Starting March 1, 2012, the European Medicines Agency will regularly publish information on applications for centralized marketing authorization for human medicines that it has received for evaluation.
The agency will publish the international non-proprietary names (INN) and therapeutic areas for all new innovative medicines under evaluation by the Committee for Medicinal Products for Human Use (CHMP), along with information on the type of salt, ester or derivative of the active substance. For generic and biosimilar medicines, it will publish the INN and therapeutic area. It will publish this information only for medicines whose applications have been validated.

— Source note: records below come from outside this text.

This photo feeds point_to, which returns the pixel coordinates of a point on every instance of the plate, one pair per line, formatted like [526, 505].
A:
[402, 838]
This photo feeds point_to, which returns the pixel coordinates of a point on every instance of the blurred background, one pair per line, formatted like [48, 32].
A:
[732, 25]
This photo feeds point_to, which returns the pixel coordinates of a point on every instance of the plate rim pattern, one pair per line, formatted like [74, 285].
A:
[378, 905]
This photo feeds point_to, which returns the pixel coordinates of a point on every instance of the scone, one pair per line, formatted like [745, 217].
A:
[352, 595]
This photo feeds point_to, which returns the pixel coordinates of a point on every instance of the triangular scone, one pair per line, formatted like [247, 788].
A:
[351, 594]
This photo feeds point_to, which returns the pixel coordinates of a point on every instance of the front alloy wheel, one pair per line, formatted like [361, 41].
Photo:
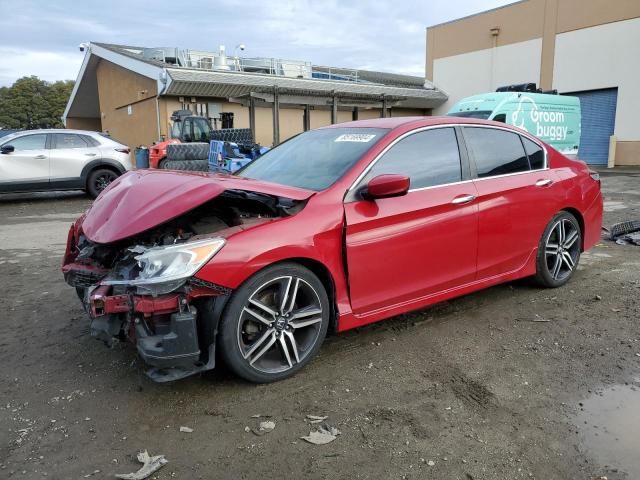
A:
[274, 323]
[559, 250]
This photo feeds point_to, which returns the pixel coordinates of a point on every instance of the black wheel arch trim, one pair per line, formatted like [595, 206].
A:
[101, 163]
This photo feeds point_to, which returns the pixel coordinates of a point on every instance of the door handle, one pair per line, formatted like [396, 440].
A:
[463, 199]
[543, 183]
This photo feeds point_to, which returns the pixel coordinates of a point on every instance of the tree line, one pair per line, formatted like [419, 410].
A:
[33, 103]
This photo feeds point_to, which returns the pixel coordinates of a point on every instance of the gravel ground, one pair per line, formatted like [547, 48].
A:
[491, 385]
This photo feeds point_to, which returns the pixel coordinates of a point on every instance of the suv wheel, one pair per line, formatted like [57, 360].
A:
[100, 179]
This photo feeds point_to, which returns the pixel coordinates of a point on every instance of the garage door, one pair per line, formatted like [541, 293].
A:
[598, 121]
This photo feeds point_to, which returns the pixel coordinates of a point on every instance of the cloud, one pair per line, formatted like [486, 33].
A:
[50, 66]
[371, 34]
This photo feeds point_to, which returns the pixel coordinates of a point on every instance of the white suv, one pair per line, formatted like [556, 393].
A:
[59, 159]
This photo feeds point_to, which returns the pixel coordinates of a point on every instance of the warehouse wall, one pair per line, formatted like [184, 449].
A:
[487, 69]
[127, 104]
[589, 52]
[569, 45]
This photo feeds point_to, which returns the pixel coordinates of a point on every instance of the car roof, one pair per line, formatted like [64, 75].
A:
[397, 122]
[56, 130]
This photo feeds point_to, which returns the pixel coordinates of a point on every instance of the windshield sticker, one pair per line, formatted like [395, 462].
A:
[355, 137]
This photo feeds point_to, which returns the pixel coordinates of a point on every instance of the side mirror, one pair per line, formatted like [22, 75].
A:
[385, 186]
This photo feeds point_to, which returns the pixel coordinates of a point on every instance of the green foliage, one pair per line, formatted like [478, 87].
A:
[33, 103]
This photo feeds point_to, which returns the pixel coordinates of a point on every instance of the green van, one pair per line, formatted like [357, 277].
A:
[554, 119]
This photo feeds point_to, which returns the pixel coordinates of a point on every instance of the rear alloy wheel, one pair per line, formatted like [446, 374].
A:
[99, 180]
[274, 323]
[559, 251]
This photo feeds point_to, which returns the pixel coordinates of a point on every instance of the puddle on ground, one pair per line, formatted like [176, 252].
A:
[609, 421]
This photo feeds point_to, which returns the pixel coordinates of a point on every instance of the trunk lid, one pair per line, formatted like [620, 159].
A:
[143, 199]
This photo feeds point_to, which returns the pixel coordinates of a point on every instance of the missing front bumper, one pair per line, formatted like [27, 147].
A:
[170, 335]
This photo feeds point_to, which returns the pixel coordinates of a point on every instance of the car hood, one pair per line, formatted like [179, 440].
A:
[143, 199]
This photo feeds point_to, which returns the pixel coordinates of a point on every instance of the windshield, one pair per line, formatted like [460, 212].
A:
[481, 114]
[314, 160]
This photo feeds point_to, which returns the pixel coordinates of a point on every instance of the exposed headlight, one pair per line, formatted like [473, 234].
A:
[173, 262]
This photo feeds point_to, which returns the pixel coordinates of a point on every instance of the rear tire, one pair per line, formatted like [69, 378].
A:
[558, 251]
[274, 323]
[188, 165]
[100, 179]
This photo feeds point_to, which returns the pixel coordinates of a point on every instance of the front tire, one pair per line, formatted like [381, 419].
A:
[274, 323]
[558, 251]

The agency will update this information on a monthly basis, following the plenary meeting of the CHMP.
This initiative forms part of the drive toward increased transparency on the agency’s activities by it and other European regulatory authorities. It follows the publication of recommendations on transparency of ongoing evaluations adopted by the European Medicines Agency and the Heads of Medicines Agencies in November 2010.
The new initiative expands upon the agency's current publication of information on designated orphan medicines that are being assessed for marketing authorization in the monthly reports of the Committee for Orphan Medicinal Products (COMP). Currently, the European Medicines Agency does not publish information on other types of medicines until it has issued an opinion at the end of the assessment procedure.
This initiative also prepares for the publication of agendas and minutes of the meetings of the agency’s committees in the second half of this year.